I first “met” pianist, composer arranger, Michael Weiss through Gerry Teekens, the owner and proprietor of Criss Cross, a labeled devoted to Jazz that is located in Enschede, Holland.

A Jazz fan based in southern California “meeting” a musician who lives in New York via an introduction from a Dutch Jazz record producer?

I wish I could attribute this sequence of events to some cosmopolitan, jet set, bon vivant life style on my part, but alas, the so-called meeting came about by my purchase of Presenting Michael Weiss, a CD that Gerry Teekens recorded on April 4, 1986 for his Criss Cross Jazz label [#1022].

Frankly, I had no idea who Michael was at that time.

What I did know was that Gerry came to New York a couple of times a year to record primarily up-and-coming, New York-based, Jazz musicians for his Criss Cross label.

After a lengthy hiatus from Jazz due to personal and professional reasons, I was getting back into the music in the late 1980s, but I really didn’t know much about who the young players were on the Jazz scene, especially those on the East Coast.

I had come across the playing of drummer Kenny Washington on tenor saxophonist Ralph Moore’s Images CD [Landmark LCD-1520-2] which also featured the work of pianist Benny Green and bassist Peter Washington. Kenny, Peter and Benny recorded extensively for Gerry Teekens in the 1980s and 1990s.

I was particularly smitten with Kenny’s drumming because it was cut-out-of-the-mold of Philly Joe Jones, one of my early heroes and whose style I tried to emulate in my own playing.

It was Kenny’s efforts on Criss Cross that led me to Michael Weiss as he is the drummer on Presenting Michael Weiss.

After listening to Michael on Criss Cross, I couldn’t agree more with Mark Gardner’s assessment of Michael and the recording when he writes in its insert notes:

“If you are a believer in the continuing validity of bebop as the most challenging, complex and above all beautiful Jazz styles, this album is for you. In the hands of pianist/leader Michael Weiss and his four well-chosen companions [Tom Kirkpatrick on trumpet, Ralph Lalama on tenor saxophone and Ray Drummond on bass join Michael and Kenny] there is no ‘if’ about it: Bebop lives! With authenticity and creativity!”

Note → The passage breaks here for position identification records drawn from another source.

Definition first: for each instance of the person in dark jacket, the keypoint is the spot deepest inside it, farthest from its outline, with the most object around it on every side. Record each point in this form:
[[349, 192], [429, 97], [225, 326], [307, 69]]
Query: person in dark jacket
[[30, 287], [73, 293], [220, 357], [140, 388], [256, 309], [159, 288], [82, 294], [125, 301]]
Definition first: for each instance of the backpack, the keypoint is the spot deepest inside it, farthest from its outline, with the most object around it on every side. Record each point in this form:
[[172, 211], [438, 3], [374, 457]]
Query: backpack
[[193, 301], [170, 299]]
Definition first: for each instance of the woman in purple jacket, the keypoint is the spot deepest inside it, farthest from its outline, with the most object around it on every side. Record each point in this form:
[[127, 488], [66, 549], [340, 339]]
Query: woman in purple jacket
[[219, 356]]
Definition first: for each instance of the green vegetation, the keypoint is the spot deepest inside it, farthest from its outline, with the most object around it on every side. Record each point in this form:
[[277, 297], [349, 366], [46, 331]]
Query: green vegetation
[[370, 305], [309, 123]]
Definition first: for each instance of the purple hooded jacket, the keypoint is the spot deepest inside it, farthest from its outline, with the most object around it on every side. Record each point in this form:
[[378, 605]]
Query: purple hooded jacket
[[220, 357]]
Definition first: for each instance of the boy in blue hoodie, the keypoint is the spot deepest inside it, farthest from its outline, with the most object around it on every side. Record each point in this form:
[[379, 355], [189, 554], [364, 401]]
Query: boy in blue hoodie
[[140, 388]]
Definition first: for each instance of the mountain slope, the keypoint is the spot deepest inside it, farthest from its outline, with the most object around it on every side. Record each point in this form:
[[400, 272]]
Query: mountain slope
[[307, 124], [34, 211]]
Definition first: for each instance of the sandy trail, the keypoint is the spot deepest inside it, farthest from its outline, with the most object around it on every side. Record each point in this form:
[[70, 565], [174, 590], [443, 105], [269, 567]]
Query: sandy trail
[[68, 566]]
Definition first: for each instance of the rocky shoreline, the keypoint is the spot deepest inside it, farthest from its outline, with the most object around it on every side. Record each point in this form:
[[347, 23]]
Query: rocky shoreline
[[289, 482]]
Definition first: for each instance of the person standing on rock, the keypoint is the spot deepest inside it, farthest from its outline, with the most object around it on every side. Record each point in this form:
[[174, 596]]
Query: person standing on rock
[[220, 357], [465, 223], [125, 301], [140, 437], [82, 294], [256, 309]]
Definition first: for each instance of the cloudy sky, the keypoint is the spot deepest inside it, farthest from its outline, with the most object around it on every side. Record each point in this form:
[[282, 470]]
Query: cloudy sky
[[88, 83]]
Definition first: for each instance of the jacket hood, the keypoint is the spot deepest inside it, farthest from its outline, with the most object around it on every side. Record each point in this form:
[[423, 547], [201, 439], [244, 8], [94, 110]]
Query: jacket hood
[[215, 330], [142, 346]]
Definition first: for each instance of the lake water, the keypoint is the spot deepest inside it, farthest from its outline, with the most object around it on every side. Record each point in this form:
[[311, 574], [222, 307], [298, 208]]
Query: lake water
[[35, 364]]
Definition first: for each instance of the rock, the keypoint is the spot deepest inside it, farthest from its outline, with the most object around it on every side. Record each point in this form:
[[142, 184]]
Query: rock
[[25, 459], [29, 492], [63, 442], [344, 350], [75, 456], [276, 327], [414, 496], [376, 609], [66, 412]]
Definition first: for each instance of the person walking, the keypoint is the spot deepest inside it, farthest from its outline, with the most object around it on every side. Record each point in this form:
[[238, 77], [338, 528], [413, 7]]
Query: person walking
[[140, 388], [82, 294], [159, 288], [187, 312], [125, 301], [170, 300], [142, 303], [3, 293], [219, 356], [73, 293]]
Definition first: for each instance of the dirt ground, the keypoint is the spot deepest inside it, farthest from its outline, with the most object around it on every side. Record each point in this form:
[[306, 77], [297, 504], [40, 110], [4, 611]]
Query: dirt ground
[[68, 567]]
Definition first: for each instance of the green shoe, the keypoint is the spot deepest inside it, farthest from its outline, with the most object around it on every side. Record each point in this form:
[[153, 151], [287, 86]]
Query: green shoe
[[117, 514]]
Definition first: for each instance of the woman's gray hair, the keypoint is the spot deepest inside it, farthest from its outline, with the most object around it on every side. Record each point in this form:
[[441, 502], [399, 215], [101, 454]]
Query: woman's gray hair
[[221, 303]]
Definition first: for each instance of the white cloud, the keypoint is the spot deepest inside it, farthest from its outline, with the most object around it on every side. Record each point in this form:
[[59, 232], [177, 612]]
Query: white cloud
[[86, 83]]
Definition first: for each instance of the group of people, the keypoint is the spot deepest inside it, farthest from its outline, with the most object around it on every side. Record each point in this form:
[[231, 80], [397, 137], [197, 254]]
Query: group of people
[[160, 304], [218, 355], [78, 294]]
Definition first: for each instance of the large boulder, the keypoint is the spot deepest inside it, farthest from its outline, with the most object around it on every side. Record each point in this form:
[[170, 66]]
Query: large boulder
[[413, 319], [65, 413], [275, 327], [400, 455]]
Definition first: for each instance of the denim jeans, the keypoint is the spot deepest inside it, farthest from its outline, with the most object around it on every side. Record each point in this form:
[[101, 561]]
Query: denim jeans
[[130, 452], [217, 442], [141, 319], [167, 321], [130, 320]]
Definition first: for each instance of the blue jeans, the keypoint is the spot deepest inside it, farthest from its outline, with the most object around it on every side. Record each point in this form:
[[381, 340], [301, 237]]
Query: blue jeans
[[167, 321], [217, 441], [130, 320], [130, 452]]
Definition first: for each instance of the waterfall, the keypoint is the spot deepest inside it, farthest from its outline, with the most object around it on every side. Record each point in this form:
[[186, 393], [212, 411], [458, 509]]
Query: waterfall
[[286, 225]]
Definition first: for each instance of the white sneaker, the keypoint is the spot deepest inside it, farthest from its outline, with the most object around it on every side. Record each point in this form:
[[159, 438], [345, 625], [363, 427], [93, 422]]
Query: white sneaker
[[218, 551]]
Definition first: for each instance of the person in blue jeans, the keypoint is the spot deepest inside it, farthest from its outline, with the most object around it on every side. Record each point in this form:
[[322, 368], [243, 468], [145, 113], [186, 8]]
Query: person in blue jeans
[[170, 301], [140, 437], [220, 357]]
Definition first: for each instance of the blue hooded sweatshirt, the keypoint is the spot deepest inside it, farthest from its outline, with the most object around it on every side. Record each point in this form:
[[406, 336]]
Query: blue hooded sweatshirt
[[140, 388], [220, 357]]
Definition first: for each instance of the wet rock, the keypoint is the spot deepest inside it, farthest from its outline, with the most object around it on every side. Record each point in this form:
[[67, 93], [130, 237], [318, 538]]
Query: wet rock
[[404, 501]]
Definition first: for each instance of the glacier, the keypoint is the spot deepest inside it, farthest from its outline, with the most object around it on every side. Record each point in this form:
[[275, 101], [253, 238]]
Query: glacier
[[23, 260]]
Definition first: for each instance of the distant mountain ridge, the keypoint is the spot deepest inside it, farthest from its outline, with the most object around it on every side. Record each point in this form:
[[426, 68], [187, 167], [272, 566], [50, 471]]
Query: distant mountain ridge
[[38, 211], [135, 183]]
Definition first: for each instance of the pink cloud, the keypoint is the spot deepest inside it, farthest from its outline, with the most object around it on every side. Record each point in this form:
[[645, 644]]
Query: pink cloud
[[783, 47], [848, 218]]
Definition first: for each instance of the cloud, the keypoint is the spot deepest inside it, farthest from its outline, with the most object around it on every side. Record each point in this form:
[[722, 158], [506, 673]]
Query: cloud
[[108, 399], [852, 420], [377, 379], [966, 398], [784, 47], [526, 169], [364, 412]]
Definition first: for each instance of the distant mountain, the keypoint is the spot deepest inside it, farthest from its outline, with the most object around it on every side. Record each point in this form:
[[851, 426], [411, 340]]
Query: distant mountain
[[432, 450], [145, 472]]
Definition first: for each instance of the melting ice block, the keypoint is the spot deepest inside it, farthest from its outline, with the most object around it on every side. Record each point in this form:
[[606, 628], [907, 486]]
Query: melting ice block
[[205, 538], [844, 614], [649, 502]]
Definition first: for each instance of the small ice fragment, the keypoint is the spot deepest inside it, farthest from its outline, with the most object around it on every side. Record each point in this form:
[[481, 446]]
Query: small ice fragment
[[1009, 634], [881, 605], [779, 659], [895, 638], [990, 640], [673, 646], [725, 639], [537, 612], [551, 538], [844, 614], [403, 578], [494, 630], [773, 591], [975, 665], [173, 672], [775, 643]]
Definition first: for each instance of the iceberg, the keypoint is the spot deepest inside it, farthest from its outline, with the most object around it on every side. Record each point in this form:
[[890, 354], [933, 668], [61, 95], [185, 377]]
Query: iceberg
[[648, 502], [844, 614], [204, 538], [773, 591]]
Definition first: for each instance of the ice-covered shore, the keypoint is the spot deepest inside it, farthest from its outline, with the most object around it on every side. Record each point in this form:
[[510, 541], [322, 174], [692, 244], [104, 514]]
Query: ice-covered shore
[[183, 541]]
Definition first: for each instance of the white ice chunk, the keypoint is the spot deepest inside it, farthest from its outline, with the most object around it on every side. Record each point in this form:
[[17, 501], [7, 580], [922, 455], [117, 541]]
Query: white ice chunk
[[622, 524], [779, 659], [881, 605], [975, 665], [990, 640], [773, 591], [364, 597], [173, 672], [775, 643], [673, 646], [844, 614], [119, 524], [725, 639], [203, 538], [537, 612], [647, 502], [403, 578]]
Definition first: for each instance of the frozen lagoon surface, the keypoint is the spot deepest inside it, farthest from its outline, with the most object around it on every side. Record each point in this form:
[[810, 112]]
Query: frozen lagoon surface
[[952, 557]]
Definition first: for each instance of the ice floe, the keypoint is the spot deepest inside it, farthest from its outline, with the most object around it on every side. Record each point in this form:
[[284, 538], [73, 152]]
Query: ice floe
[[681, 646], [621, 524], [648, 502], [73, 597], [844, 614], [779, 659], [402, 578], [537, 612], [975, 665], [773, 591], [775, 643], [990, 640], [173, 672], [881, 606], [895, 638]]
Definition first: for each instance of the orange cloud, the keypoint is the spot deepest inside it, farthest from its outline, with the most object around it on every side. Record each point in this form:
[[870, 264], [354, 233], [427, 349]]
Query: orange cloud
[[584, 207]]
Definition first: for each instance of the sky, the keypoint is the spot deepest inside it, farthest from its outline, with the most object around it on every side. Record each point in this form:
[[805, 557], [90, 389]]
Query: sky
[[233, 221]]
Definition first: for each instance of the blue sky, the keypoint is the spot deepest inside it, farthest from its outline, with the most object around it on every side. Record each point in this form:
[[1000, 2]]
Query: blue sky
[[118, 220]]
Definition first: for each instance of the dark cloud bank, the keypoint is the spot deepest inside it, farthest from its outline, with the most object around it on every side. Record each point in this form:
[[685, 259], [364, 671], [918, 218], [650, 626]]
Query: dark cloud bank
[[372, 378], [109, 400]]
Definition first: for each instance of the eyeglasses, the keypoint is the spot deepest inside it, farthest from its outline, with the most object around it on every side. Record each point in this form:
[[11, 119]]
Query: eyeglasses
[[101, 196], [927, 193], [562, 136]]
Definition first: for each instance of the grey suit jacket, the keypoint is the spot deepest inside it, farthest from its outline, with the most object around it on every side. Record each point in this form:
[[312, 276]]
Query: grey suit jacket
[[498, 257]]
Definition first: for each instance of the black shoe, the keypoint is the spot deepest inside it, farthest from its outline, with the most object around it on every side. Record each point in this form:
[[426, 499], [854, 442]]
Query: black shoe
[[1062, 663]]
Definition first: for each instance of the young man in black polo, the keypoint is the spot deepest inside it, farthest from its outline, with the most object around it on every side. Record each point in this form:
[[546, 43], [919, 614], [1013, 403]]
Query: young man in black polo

What really turned my head around while listening to Michael’s Criss Cross CD was his interpretation of Joe Zawinul’s rarely heard Riverbed. [So you can sample it for yourself, I've used this tune as the audio track on the video tribute to Michael, which you will find at the conclusion of this piece].

On this track, which is played at a medium tempo while employing only a trio with Ray and Kenny, Michael displays a clarity and crispness of phrasing and an easy swing; what Mark Gardner refers to as the “… melodic contours of this lyrical tune” that is reminiscent of the great Jazz piano stylists.

This is what immediately appealed to me about Michael Weiss – his playing has a manner and a grace to it that brings to mind the work of Hank Jones, Tommy Flanagan, Jimmy Rowles and Barry Harris.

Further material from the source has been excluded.